Bacterial abundance Quantification
Bacteria identification and quantification via 16Sseq: During 16S rDNA sequencing two variable regions, V3 and V4, of the 16S rRNA gene will be analyzed to define the phylogenetic diversity of each sample. These variable regions are widely used in phylogenetic classifications at the genus or species level in diverse microbial populations. Library preparation of ~250 samples per run will be performed as recommended by Illumina for 16S rRNA metagenomic sequencing on MiSeq system (Illumina).

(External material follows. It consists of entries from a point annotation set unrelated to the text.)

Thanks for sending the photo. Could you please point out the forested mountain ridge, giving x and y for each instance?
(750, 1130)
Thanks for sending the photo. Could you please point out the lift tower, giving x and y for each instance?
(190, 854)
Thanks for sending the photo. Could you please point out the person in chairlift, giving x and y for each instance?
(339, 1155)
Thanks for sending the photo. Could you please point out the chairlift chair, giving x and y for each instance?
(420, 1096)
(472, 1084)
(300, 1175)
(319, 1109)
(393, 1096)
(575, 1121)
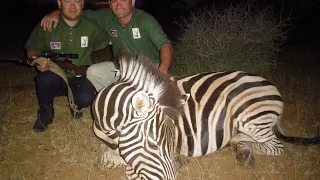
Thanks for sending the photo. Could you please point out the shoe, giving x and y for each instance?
(76, 115)
(45, 117)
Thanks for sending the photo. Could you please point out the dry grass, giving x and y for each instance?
(69, 149)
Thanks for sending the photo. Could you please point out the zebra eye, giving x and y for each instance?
(152, 143)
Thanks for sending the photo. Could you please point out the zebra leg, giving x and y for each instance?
(245, 146)
(110, 157)
(180, 161)
(131, 175)
(244, 153)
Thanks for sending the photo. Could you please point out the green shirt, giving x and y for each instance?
(82, 39)
(142, 34)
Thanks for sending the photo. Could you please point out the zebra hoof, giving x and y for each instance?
(180, 161)
(245, 158)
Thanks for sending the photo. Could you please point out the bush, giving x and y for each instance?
(243, 37)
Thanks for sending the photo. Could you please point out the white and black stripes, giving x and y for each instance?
(219, 103)
(146, 117)
(135, 118)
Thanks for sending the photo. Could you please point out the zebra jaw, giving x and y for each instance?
(141, 103)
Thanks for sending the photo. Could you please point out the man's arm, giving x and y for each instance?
(51, 20)
(31, 54)
(166, 54)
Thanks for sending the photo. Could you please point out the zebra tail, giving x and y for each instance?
(296, 140)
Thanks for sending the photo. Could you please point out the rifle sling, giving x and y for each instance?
(57, 70)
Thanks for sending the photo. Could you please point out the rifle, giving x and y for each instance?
(60, 59)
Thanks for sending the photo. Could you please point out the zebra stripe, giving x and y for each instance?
(217, 101)
(146, 117)
(135, 118)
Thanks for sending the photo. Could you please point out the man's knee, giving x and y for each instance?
(84, 99)
(46, 78)
(91, 72)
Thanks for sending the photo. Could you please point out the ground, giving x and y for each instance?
(69, 149)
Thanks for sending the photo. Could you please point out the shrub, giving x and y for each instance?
(243, 37)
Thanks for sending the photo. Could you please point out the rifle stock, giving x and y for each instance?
(65, 64)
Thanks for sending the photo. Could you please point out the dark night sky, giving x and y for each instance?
(18, 17)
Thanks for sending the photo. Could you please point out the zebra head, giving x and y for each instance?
(147, 103)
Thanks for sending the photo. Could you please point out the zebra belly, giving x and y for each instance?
(195, 142)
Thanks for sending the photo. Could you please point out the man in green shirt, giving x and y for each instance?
(74, 35)
(129, 30)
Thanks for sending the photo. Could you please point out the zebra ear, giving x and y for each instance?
(184, 98)
(141, 102)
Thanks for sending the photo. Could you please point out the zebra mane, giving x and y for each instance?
(144, 75)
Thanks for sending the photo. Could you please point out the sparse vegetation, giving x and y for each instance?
(69, 150)
(244, 37)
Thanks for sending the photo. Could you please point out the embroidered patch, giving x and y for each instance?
(84, 41)
(55, 45)
(114, 32)
(136, 33)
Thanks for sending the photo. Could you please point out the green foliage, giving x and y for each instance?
(243, 37)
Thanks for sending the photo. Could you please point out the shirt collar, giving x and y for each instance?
(65, 24)
(114, 18)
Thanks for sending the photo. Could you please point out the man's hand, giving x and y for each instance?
(43, 67)
(49, 20)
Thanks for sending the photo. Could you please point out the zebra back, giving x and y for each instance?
(220, 103)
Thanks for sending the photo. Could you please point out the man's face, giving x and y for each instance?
(122, 8)
(71, 9)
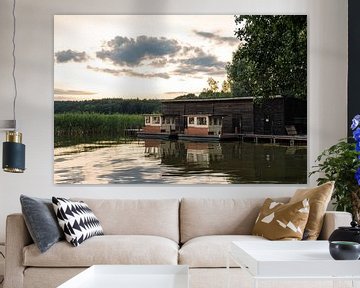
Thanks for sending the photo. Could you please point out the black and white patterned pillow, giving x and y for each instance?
(77, 220)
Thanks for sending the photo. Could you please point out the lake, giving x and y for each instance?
(154, 161)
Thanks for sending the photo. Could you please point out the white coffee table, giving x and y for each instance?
(131, 276)
(293, 260)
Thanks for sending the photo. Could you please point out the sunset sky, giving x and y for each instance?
(139, 56)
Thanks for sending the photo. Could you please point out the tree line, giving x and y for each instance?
(109, 106)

16Sseq data analysis: Briefly, for Sequence clustering and OTU filtering Illumina’s 16S metagenomics tool in Basespace will be used. The classified organisms will be converted to percentages in each sample, so as to show the representation of each organism in the sample. Tabular and graphical statistics on OTU alpha diversity (e.g., box plots) and on OTU beta diversity (e.g., principal component analysis (PCA)) will be created. Parametric and non-parametric tests on a single response variable (e.g., t-test, Mann-Whitney U test) and on multiple response variables (e.g., (distance-based) redundancy analysis, generalized linear models for multivariate abundance data) will be performed to test for differential abundance between groups. Enterotypes will be identified using clustering techniques such as hierarchical clustering and k-means.

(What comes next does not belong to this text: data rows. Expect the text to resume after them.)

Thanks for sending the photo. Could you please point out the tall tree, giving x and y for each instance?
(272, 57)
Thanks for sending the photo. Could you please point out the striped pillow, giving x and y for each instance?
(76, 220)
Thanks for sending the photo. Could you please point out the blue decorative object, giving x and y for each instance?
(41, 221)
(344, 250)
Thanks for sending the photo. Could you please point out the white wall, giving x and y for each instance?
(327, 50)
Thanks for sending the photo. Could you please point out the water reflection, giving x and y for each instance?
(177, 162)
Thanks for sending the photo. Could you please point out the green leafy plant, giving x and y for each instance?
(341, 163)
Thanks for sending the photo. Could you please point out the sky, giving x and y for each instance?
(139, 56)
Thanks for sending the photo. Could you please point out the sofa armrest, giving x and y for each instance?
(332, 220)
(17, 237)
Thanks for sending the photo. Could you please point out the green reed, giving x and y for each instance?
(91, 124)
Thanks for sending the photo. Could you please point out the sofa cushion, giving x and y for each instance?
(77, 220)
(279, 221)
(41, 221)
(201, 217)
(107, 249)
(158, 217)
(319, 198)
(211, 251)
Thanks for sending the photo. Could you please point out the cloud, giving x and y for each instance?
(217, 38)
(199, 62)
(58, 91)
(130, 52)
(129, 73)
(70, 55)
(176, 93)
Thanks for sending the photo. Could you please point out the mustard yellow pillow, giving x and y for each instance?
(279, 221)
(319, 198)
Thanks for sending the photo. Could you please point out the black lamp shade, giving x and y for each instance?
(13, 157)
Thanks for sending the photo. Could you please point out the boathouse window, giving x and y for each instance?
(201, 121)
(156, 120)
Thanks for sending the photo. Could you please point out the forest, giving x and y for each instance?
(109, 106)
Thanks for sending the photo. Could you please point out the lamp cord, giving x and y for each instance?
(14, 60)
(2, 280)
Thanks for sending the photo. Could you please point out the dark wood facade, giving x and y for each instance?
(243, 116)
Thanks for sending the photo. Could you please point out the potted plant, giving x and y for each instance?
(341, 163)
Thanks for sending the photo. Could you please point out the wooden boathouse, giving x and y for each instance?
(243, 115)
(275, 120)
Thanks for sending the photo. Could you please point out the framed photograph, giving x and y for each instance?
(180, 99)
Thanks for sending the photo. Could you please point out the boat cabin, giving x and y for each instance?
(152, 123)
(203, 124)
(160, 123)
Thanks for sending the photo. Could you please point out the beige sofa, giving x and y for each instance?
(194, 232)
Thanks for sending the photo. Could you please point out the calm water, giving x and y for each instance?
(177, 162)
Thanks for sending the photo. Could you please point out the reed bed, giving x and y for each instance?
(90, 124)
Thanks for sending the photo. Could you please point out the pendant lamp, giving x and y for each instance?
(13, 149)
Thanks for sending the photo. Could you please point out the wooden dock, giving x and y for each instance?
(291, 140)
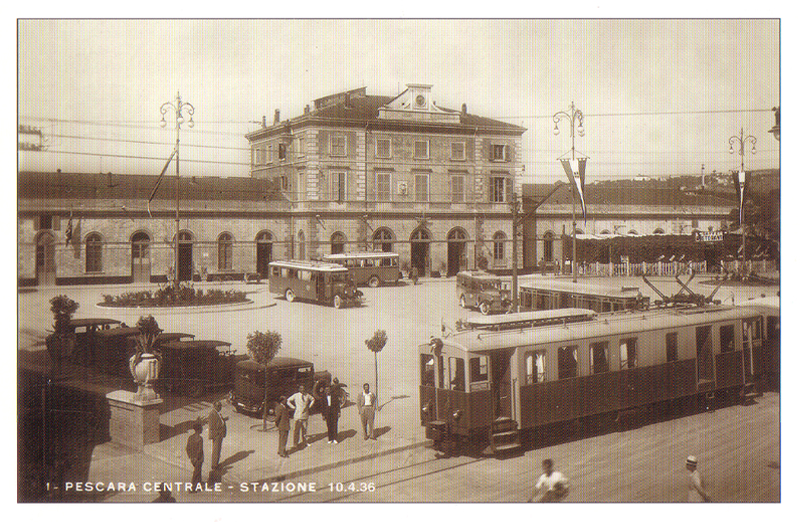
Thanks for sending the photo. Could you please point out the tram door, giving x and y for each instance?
(501, 384)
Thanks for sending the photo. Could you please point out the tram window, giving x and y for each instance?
(567, 362)
(672, 346)
(599, 354)
(456, 374)
(627, 353)
(478, 369)
(534, 366)
(427, 370)
(726, 339)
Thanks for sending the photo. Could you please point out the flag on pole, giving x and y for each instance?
(572, 167)
(740, 182)
(160, 177)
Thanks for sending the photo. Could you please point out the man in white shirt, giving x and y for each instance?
(553, 484)
(301, 402)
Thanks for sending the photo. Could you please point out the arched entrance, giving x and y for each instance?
(420, 250)
(185, 262)
(263, 253)
(46, 259)
(140, 257)
(456, 251)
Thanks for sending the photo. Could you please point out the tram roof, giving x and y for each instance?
(319, 266)
(606, 325)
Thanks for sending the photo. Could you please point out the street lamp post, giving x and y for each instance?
(574, 115)
(177, 107)
(741, 140)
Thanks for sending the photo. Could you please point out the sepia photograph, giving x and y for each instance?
(398, 261)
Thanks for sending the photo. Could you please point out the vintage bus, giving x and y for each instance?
(550, 294)
(497, 388)
(369, 268)
(326, 283)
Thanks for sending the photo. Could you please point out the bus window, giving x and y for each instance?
(534, 366)
(478, 369)
(427, 368)
(598, 352)
(726, 338)
(627, 353)
(456, 374)
(567, 362)
(672, 346)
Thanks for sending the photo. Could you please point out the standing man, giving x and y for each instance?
(301, 402)
(282, 416)
(217, 431)
(552, 484)
(194, 449)
(367, 401)
(330, 412)
(696, 491)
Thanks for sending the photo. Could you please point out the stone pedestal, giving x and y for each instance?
(133, 423)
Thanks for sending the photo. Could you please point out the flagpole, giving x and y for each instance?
(177, 107)
(572, 116)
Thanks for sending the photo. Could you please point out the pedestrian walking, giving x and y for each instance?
(217, 431)
(330, 412)
(367, 402)
(301, 402)
(194, 449)
(695, 482)
(282, 416)
(552, 485)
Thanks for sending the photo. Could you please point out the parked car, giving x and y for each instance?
(284, 376)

Anticipated results and alternative strategies: It is possible that mucosal or fecal bacteria might bias our gene expression results. Thus we will stratify all individuals into 2 subgroups according to the bacterial load found in their biopsy samples: the high and the low bacterial load individuals. In addition, we will stratify all individuals into 2 subgroups according to:
(a) fecal enterotypes (co-abundant genera),
(b) the relative abundance of any fecal phyla and genera, and
(c) the relative abundance of potentially beneficial fecal genera e.g. Lactobacillus and Bifidobacteria and the potentially pathogenic ones e.g. Enterobacteriaceae and other gamma-Proteobacteria genera.

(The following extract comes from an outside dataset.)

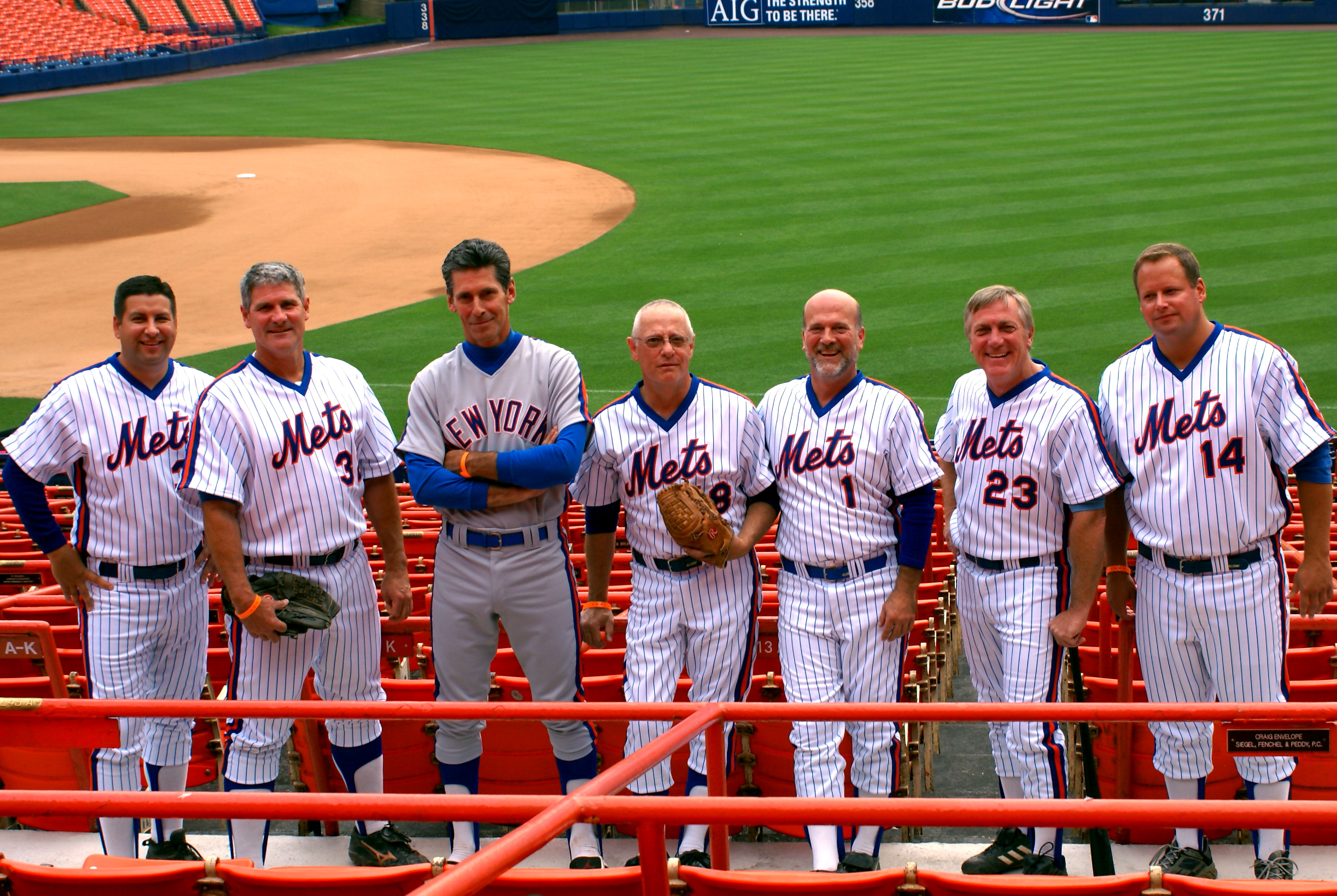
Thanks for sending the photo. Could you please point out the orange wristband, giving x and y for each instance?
(251, 609)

Should we find strong correlations between any of these subgroups and our selected as differentially expressed genes, we will re-analyze these genes for each such subgroup between “histologically-healthy” and “CRC-prone” individuals. If the number of available individuals in each subgroup does not suffice, we may re-assess up to 20 of the differentially expressed genes by RT-qPCR increasing the number of individuals to be assessed from 32 and 64 to up to 50 and 100 respectively.
Bacterial abundance relative to the host tissue via qPCR:
To target 16S rDNA genes we are using universal (pan-bacterial) primers & primers specific to the following genera that dominate the human colon: a) Firmicutes b) Bacteroides c) Proteobacteria d) Actinobacteria. To normalize bacterial load to host tissue sample, two reference gene, RSP13 and GAPDH, are used, because their number per genome/cell is fixed. In principle, the process follows the absolute quantification based on copy numbers of 16S rRNA via RT-qPCR method.